It came a week after she approved a plan to spend $2 million of the district's contingency fund this year to tighten security in elementary schools.
On Friday afternoon Elia discussed the issue at Maestro's, the restaurant located inside the Straz Performing Arts Center complex in downtown Tampa at an event sponsored by the Tampa Tiger Bay Club.
Elia's proposal was only one of a package of measures the superintendent brought before the board last Tuesday at their first meeting since the tragedy at Sandy Hook. But it was the school security measure that dominated the headlines after the proposal received little support from board members. Several board members said they felt uncomfortable being placed in such an intense situation, even as the national conversation about guns and school safety continues in the wake of the horrific massacre.
At the board meeting, member Susan Valdes criticized Elia for holding a news conference to announce her proposals, but the superintendent said on Friday that it was her job to inform the public about what she was calling for. Elia also said she had not blindsided anybody, and had spoken with six of the seven board members in advance of the press announcement.
"We wanted to get this information out," Elia said.
Of the $3.7 million that it would cost annually to pay for security in the district's elementary schools, Elia acknowledged, "That’s a lot of money. Should we spend it this way? I think it’s a good question for all of us." She then added, somewhat ominously, "Our world changed on 9/11, and our world changed on Dec. 14."

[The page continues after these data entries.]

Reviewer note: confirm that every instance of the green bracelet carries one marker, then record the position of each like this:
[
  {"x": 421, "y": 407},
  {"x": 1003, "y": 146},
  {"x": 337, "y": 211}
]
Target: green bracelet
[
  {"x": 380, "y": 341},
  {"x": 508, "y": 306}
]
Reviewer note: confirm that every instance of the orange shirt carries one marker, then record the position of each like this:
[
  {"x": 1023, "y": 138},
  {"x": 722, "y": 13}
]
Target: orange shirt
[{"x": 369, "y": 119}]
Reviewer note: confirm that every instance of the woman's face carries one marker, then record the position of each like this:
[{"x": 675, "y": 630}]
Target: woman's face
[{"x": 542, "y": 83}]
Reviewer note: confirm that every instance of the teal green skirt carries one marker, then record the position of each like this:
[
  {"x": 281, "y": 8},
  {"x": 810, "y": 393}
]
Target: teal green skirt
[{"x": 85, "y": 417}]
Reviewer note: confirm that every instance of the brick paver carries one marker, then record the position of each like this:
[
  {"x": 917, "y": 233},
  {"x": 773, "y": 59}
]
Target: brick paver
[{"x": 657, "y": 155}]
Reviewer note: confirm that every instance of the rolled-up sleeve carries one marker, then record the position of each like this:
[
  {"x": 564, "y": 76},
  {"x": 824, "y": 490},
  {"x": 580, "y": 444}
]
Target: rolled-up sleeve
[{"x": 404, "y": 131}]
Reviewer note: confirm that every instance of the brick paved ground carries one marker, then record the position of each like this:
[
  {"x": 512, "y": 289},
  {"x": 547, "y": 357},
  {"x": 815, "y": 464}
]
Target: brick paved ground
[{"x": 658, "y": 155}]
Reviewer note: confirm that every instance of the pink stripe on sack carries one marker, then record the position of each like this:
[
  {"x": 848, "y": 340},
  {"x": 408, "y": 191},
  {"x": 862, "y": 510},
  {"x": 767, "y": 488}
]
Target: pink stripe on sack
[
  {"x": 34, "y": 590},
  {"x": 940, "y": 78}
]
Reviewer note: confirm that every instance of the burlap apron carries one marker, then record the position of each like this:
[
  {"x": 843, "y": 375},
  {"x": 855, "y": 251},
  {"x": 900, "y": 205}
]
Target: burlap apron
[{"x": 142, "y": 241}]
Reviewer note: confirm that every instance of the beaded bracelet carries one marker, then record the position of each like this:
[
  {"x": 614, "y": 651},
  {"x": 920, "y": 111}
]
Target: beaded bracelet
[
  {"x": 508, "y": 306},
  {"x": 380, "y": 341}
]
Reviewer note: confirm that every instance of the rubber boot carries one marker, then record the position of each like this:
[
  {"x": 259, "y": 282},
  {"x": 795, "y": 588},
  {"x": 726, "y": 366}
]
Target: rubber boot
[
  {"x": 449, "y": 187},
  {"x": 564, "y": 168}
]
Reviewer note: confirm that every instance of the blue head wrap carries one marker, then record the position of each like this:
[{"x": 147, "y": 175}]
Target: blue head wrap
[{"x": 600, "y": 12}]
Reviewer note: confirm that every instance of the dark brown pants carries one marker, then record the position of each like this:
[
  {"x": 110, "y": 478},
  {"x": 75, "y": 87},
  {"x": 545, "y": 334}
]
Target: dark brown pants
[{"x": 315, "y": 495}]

On Wednesday, President Obama offered a list of ideas he wants to implement to improve the safety of Americans, especially those in schools. One idea he proposed is providing incentives for schools to hire school resource officers. Elia said she was speaking with Education Secretary Arne Duncan shortly after the president's announcement, and asked him what were the possibilities of getting access to such funds. She said that Duncan frankly didn't know how the money would be distributed — not yet anyhow.

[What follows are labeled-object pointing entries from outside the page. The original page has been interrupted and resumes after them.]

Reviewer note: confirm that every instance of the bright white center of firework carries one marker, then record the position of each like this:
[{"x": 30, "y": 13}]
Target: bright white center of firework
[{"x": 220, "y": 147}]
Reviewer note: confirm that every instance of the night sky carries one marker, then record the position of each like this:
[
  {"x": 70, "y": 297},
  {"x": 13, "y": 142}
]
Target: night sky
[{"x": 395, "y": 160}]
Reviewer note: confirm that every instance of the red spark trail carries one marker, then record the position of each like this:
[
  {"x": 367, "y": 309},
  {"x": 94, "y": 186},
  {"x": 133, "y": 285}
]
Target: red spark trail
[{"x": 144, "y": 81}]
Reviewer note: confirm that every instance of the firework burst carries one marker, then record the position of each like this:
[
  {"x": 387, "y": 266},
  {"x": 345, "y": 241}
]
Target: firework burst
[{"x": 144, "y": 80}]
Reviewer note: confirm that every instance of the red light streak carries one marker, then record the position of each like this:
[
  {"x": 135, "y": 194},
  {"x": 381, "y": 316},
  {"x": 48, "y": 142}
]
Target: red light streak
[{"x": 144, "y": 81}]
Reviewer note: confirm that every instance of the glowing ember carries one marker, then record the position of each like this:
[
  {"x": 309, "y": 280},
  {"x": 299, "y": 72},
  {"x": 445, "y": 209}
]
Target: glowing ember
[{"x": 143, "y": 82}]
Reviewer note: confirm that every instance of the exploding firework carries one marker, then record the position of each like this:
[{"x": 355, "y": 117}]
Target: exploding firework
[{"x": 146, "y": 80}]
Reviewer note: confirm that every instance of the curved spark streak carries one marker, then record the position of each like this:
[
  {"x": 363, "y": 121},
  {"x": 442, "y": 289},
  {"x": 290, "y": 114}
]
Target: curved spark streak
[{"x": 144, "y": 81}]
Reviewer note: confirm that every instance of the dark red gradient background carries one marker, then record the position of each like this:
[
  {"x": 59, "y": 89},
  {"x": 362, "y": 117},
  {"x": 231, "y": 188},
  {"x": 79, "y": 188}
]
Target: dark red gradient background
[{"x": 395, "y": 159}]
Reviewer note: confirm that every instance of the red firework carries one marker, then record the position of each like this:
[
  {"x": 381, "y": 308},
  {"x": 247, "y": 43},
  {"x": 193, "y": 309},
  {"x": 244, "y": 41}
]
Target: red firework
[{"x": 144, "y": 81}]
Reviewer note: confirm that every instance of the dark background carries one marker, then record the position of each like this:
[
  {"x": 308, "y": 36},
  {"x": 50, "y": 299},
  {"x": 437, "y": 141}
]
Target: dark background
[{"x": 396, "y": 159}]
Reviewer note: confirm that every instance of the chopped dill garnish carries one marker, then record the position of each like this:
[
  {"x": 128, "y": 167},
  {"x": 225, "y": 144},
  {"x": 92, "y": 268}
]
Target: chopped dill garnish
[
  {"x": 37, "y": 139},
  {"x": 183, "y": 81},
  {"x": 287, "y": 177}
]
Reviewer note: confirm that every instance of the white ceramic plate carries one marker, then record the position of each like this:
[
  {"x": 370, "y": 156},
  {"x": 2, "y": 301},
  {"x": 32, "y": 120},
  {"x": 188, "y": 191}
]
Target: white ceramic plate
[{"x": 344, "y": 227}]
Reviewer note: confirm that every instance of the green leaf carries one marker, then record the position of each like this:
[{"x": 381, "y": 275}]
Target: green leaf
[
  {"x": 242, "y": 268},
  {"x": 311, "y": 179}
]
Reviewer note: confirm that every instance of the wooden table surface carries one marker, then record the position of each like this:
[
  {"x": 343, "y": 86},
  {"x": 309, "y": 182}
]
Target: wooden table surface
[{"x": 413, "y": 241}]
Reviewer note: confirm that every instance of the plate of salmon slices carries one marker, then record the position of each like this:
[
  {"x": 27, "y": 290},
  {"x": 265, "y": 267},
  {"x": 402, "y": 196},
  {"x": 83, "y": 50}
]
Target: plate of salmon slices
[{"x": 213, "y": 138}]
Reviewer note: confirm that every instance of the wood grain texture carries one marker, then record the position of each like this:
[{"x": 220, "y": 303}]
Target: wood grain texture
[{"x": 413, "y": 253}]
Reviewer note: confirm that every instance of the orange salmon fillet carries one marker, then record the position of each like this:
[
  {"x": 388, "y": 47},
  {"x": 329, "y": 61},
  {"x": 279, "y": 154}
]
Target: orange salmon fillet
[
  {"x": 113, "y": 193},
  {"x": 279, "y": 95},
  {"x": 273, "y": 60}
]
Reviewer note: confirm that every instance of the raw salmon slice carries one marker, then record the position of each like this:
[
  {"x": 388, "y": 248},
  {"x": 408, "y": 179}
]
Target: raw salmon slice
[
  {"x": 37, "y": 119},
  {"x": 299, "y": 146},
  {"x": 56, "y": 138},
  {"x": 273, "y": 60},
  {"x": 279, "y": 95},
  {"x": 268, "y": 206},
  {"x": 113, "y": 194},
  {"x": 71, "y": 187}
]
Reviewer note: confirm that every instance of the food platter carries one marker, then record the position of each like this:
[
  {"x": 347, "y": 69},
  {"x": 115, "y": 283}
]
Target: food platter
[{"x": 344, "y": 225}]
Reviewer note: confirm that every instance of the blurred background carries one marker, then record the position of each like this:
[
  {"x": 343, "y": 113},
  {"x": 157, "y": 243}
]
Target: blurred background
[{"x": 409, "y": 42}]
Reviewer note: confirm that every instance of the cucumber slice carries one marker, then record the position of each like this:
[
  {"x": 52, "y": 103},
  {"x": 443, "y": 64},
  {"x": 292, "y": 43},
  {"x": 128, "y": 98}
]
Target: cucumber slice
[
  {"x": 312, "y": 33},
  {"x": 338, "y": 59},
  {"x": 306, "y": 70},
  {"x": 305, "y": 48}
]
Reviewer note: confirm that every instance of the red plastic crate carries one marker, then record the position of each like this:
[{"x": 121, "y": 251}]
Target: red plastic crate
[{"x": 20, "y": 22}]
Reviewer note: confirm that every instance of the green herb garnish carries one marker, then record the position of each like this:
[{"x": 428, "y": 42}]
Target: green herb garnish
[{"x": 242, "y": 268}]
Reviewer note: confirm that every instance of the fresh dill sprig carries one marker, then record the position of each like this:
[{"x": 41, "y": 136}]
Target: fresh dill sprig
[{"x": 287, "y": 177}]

And she bristled at the notion that her proposal was "knee-jerk," saying flatly that was not the case.
"It's a deterrent, it’s not a guarantee," she said of armed officers in the schools, noting that nothing was a surefire way to prevent another Newtown. "Neither is gun control a guarantee. Neither is putting money into helping people with mental illness. They're all factors … it’s my job to set up what a possible plan will be, and then work it though … so that’s where we really are."
Security officers have been in Hillsborough schools for awhile, working in 27 high schools and 48 middle schools in conjunction with the Tampa Police Department and the Hillsborough County Sheriffs Department.
The Superintendent didn't seem perturbed that board members didn't approve her proposal, saying that it's important to know if funding might become available either through Washington or Tallahassee in the coming months. She said it would take six months for such a plan to be fully implemented.
When asked by a Tiger Bay member if any plan created in reaction to the Sandy Hook massacre could be construed as window dressing — a way to superficially address the issue without truly making the schools safe — Elia admitted that she couldn't be certain that any of her proposals would ultimately prevent a madman from committing mayhem in a county school. But she said it was her job to try.
"We have to decide where we want to be," she said. "I don't decide on that. The board does."
Undoubtedly these big decisions will need to be made by Elia and the seven board members, even though they never saw issues of this magnitude coming when they decided to get involved in the Hillsborough school system, the eighth largest in the nation.